HDF5 1.8.12 release candidate (pre1) is available for testing

Good evening,

Several of us including Quincey and Elena looked at the issue.

Hmmm… my role was to make sure that developers look at the code :slight_smile: But I take full responsibility for this answer to the forum since our decision and how we arrived at it is not explained at all!

Sean,

Thank you for looking into the issue and for holding our feet to the fire! I hope we will be able to resolve the problem very soon.

Elena

···

On Oct 17, 2013, at 4:01 PM, Sean McBride <sean@rogue-research.com> wrote:

On Thu, 17 Oct 2013 14:47:59 -0500, Raymond Lu said:

We
decided that since the algorithm is trying to detect the alignment of
integers, ideally the flag -fcatch-undefined-behavior and other
optimization flags shouldn't to be used for H5detect.c. In the future,
we can separate flags for H5detect.c from the rest of the library.

(For those who don't know what Issue 8147 is: CLANG compiler on mac
machines with the options -fcatch-undefined-behavior and -ftrapv catches
some undefined behavior in the alignment algorithm of the macro DETECT_I
in H5detect.c.)

Thanks for your followup!

Please let us know your thoughts.

I must respectfully disagree. :slight_smile: I'll try to convince you... :slight_smile:

Perhaps you misunderstand the purpose and meaning of -fcatch-undefined-behavior: it is not an optimization flag, it is a bug finding tool. It has found a bug in HDF5. Ignoring it is not helpful. :slight_smile:

For a good read on undefined behaviour (really worth your time!) see:

"What Every C Programmer Should Know About Undefined Behavior"
<http://blog.llvm.org/2011/05/what-every-c-programmer-should-know.html>

C compilers are getting very smart these days, and performing optimizations based on the (valid!) assumption that undefined behaviour *must not* occur. For a great example see "A Fun Case Analysis" here:
<http://blog.regehr.org/archives/213>

HDF's own HISTORY-1.8.txt even discusses problems at higher optimization levels:

----------
* For gcc v4.3 and v4.4, with production mode, if -O3 is used, H5Tinit.c
would fail to compile. Actually bad H5Tinit.c is produced.
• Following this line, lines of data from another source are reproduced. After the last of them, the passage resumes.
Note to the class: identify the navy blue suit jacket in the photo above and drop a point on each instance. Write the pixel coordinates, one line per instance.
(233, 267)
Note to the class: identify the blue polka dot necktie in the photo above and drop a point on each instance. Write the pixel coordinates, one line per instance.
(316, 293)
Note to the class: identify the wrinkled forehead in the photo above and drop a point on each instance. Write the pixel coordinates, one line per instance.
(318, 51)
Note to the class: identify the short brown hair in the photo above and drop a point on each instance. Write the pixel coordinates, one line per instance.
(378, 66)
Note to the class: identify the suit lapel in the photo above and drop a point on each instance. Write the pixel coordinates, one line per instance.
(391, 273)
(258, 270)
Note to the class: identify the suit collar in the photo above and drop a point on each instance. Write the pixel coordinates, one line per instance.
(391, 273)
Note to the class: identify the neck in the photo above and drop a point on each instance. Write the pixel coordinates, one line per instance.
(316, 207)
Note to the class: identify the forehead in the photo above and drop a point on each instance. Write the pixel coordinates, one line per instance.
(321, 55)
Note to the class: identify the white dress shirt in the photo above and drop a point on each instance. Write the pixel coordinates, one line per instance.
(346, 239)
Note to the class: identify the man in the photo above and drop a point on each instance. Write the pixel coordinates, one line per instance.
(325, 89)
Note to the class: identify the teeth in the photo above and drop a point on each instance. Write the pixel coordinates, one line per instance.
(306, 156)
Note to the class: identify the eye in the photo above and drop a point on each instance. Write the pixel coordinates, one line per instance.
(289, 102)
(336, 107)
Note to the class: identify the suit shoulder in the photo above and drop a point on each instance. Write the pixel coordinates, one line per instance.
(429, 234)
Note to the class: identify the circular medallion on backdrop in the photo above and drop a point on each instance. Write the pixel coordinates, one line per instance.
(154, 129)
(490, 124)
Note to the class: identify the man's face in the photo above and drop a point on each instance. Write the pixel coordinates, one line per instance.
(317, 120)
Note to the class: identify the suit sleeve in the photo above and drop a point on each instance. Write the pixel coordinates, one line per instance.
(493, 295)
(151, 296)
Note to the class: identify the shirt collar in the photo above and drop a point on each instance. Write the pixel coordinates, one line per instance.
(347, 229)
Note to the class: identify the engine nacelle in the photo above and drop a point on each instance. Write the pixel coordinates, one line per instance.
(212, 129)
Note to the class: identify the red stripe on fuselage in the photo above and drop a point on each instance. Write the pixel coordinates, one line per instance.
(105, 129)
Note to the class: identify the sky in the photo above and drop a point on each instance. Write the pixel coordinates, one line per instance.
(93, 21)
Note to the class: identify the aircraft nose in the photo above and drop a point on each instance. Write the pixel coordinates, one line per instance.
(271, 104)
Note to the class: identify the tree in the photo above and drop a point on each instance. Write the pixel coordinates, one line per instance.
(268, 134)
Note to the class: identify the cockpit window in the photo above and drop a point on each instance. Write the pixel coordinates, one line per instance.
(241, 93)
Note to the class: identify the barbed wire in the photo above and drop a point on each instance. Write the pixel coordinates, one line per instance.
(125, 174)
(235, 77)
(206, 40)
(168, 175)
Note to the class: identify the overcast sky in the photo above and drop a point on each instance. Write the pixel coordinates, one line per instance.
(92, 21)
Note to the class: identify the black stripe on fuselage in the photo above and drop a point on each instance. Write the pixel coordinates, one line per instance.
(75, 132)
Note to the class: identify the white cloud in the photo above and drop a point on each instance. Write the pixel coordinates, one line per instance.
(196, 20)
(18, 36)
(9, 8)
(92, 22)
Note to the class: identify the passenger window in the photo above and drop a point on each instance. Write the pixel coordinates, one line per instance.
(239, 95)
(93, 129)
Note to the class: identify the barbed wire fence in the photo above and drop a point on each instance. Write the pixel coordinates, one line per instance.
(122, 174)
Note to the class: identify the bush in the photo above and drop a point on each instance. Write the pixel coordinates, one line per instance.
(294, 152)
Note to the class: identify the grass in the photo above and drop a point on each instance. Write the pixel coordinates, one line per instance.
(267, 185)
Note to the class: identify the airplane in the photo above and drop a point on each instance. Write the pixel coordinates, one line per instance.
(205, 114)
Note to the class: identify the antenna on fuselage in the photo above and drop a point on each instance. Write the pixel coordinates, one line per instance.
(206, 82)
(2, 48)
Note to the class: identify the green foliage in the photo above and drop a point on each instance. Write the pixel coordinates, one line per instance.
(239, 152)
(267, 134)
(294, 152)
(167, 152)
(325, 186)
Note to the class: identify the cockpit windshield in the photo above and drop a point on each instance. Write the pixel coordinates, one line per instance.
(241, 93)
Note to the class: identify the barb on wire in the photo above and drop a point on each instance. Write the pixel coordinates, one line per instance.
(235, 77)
If -O (same
as -O1) is used, H5Tinit.c compiled okay but test/dt_arith would fail.
When -O0 (no optimizatio) is used, H5Tinit.c compilete okay and all
tests passed. Therefore, -O0 is imposed for v4.3 and v4.4 of gcc.
AKC - 2009/04/20
----------

And lo and behold, dt_arith is one of the tests that fails when -fcatch-undefined-behavior is enabled:
<http://cdash.hdfgroup.uiuc.edu/testDetails.php?test=299376&build=9516>

I'd wager that's exactly what I'm describing: gcc's optimizer is in fact doing nothing wrong, rather, HDF5's code invokes undefined behaviour in several places, and so the compiler can generate whatever garbage it wants to.

-fcatch-undefined-behavior is a tool to catch (some of) these problems in debug mode, before the optimizer screws you.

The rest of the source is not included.